天候に恵まれ、朝日、夕日に照らされ金色に輝くマッターホルンはたとえようのない美しさだった。名峰がつらなるユングフラウでは氷河がまぶしく輝いていた。4810メートルのヨーロッパ最高峰のモンブランは雪山のきれいさに見とれていると次の瞬間には吹雪で何も見えなくなる雪山の怖さを体験した。雪を冠した壮大な雪山のすぐ下にはアルプスの少女ハイジを思わせるなだらかな草原が広がり、牛がのんびりと草を食んでいた。大自然の作り出す壮大な世界に圧倒され、人の営みのちっぽけさを感じ心洗われる気がしたが、ちっぽけな人間社会がこの大自然を破壊しつつあることにも衝撃を受けた。かつて深い谷間を覆っていた氷河が、今は谷底にへばりつくように氷河の残骸が残る光景をあちこちで目にした。

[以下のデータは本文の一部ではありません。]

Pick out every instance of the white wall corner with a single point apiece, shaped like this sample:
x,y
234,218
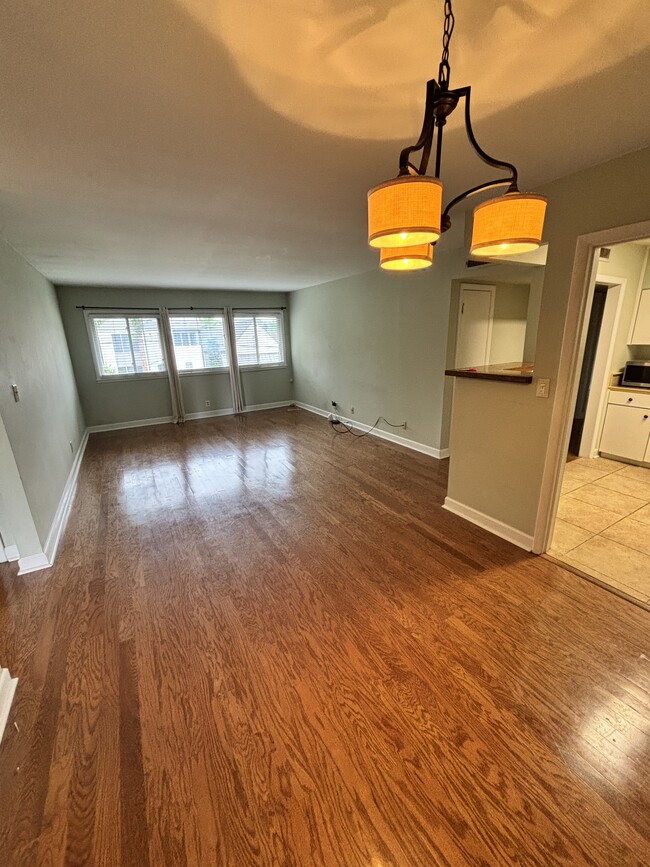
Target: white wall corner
x,y
33,563
414,445
11,553
492,525
8,686
65,503
124,425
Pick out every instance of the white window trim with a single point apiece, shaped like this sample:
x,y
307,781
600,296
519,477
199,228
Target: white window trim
x,y
198,311
261,311
98,312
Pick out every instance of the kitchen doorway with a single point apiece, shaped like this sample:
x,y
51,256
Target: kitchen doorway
x,y
602,526
475,318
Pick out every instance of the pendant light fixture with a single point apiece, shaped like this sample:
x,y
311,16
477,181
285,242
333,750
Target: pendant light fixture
x,y
406,212
406,258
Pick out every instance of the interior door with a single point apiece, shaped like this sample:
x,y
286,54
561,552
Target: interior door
x,y
475,315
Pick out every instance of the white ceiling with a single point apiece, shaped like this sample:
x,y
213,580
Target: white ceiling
x,y
216,143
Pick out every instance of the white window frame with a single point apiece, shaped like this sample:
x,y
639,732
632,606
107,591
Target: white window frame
x,y
212,311
264,311
99,313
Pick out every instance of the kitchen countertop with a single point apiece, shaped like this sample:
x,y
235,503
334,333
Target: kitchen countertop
x,y
513,371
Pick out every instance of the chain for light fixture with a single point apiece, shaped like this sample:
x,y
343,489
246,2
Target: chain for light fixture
x,y
407,211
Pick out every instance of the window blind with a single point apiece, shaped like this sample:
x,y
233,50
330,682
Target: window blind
x,y
199,342
259,338
127,345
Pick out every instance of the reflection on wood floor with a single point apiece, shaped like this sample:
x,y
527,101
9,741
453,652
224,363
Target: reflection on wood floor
x,y
262,644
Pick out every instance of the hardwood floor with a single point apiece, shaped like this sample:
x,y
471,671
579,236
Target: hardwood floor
x,y
264,644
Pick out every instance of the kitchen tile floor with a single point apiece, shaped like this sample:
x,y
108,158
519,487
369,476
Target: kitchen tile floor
x,y
603,523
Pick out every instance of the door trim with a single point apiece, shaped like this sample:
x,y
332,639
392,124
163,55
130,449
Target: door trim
x,y
583,279
597,402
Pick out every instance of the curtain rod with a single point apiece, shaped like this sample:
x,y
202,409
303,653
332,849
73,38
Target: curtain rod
x,y
84,307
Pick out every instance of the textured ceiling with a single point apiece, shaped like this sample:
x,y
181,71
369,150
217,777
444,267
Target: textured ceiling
x,y
215,143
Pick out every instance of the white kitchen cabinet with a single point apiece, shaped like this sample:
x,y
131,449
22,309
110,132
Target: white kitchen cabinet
x,y
626,432
641,328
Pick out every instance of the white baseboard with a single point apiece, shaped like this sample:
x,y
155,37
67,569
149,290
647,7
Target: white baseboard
x,y
11,553
123,425
63,509
33,563
7,690
190,416
505,531
382,434
213,413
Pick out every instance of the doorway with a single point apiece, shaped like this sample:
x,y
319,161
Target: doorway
x,y
602,526
475,318
586,373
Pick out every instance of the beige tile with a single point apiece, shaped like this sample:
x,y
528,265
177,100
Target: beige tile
x,y
625,485
601,465
569,485
614,501
586,515
612,582
584,473
623,564
630,532
631,471
643,515
566,537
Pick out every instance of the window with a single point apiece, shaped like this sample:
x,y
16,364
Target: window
x,y
125,345
186,338
199,342
260,339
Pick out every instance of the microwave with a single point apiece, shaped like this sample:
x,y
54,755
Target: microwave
x,y
636,374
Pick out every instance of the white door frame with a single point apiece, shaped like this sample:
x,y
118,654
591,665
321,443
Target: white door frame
x,y
583,280
482,287
597,401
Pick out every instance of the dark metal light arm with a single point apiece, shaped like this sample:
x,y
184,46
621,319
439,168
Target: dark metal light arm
x,y
439,104
464,92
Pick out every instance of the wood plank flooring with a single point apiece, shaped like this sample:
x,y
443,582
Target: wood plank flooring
x,y
264,644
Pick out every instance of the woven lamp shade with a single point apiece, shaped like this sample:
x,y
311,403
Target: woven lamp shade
x,y
508,225
406,258
405,212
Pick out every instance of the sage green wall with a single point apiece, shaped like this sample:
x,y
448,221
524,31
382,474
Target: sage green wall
x,y
16,521
497,465
124,400
377,341
39,429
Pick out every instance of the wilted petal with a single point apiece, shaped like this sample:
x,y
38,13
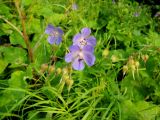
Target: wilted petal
x,y
74,48
89,58
91,41
86,32
88,48
49,29
78,64
68,57
76,38
58,40
51,39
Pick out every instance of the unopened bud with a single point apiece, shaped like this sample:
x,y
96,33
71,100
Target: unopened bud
x,y
65,77
51,69
133,67
59,71
131,61
137,64
44,67
114,58
69,83
125,69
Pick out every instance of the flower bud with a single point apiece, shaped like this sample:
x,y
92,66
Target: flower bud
x,y
59,71
69,83
125,69
136,64
44,67
114,58
51,69
131,61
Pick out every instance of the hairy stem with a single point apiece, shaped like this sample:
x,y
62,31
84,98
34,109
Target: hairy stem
x,y
25,36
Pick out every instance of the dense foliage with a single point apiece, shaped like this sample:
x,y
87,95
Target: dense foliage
x,y
39,80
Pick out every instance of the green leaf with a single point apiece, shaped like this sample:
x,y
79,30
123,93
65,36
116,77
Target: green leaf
x,y
14,55
3,65
11,97
17,80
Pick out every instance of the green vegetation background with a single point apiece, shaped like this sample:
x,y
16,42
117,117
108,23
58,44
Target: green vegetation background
x,y
122,85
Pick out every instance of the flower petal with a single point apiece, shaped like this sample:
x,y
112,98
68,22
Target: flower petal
x,y
58,40
88,48
89,58
49,29
59,30
68,57
78,64
91,41
76,38
74,48
86,32
51,39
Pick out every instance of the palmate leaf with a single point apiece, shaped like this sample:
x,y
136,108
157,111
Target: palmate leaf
x,y
14,55
12,96
140,110
16,38
3,65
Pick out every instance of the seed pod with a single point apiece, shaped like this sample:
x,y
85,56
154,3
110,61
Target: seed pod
x,y
105,52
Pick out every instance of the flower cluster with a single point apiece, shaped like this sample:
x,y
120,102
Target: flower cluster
x,y
55,34
82,50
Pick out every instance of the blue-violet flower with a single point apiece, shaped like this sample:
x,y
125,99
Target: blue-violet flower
x,y
74,6
82,39
55,34
79,55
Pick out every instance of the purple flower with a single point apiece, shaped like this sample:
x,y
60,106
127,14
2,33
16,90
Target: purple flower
x,y
55,34
82,39
74,6
136,14
79,55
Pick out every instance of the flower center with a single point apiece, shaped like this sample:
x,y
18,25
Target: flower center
x,y
55,33
83,42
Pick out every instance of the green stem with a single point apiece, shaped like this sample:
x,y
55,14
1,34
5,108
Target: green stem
x,y
25,36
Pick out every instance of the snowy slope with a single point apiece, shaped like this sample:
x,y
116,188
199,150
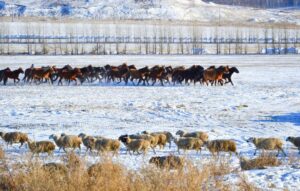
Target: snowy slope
x,y
156,9
264,103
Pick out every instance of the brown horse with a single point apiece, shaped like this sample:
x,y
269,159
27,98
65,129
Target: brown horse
x,y
70,75
12,75
214,75
156,73
38,74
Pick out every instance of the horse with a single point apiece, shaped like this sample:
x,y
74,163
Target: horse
x,y
8,74
156,73
43,73
2,72
227,76
214,75
70,75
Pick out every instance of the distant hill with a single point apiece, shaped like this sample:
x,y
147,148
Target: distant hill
x,y
258,3
180,10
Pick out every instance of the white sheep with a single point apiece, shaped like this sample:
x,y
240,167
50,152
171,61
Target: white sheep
x,y
41,147
267,144
105,145
67,141
137,145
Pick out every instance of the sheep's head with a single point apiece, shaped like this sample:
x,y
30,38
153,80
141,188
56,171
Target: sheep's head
x,y
251,140
180,133
145,132
53,137
154,160
82,135
289,139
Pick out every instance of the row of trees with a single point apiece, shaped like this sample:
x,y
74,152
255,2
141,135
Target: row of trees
x,y
146,39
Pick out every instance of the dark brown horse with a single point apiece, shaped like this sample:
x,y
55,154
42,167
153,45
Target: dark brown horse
x,y
12,75
227,76
2,72
214,75
70,75
40,74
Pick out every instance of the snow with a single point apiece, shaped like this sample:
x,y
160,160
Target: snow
x,y
263,103
154,10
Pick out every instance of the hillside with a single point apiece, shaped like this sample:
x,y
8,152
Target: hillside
x,y
187,10
259,3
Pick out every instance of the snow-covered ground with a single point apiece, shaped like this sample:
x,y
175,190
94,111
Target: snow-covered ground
x,y
263,103
188,10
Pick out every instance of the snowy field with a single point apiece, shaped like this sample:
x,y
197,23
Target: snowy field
x,y
263,103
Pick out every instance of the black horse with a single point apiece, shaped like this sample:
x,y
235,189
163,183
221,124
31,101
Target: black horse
x,y
227,76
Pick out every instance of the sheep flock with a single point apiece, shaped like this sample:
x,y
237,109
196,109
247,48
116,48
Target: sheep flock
x,y
141,143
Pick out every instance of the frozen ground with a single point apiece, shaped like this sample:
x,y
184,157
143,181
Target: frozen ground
x,y
264,102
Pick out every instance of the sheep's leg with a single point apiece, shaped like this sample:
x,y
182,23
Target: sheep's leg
x,y
255,152
153,149
280,149
21,145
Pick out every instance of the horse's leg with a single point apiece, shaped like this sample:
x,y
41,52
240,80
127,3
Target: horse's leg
x,y
154,81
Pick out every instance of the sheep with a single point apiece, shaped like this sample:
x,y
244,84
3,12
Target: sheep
x,y
135,145
107,145
67,141
153,140
168,162
55,168
58,140
267,144
41,147
295,141
169,136
14,137
198,134
221,145
88,141
188,143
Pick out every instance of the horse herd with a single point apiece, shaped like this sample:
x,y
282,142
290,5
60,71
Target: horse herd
x,y
122,73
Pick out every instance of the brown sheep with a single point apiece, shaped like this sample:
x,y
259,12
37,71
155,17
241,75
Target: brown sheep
x,y
198,134
168,162
153,140
88,141
41,147
221,145
55,168
169,136
103,145
67,141
14,137
295,141
267,144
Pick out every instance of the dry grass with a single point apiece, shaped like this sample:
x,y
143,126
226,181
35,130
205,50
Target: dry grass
x,y
260,162
74,174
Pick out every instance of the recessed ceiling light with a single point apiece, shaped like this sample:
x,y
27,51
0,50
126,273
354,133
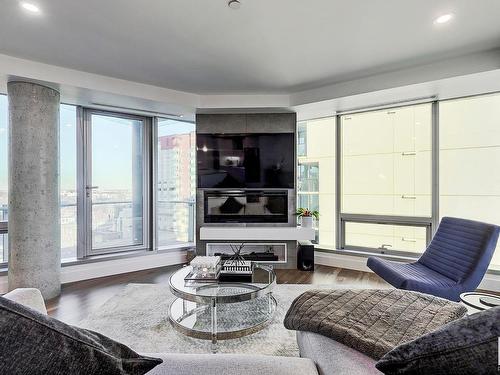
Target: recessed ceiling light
x,y
234,4
30,7
444,18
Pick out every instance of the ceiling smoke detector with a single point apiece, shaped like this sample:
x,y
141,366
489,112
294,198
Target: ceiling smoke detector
x,y
234,4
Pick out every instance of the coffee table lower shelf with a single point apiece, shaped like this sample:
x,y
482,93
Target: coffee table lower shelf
x,y
221,321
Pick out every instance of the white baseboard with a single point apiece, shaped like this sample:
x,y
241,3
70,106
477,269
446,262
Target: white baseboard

この旅のもう一つの目的は氷河の氷で焼酎ロックを飲んでみることだった。チャンスが訪れたのは世界遺産となっているアレッチ氷河である。スキー客が歓声を上げる中、ロープで仕切られた通路わきには削り取られた氷河がクラッシュドアイスとなって積み上げられていた。このアイスを握りしめるとたちまち氷に変わった。早速、持参したステンレスのカップに芋焼酎を注ぎこの氷を注ぎ込む。アレッ、何も変わらない。氷は氷のままカップのなかで姿を変えない。考えてみれば、外気はマイナス9度。カップも焼酎もマイナス9度に冷えたままなので氷が解けないのも当たり前。結果的にマイナス9度に冷えた焼酎をストレートで飲むのと変わりはなかったことになる。
ホテルに帰ってスイス名産のミネラルウォーターでお湯割りを作ってみた。名水は硬度が高く、暖めると直ちに白濁してしまって使い物にならなかった。我が家でのお湯割りが格別においしく感じられるのも日本の水あってこそのものだったのである。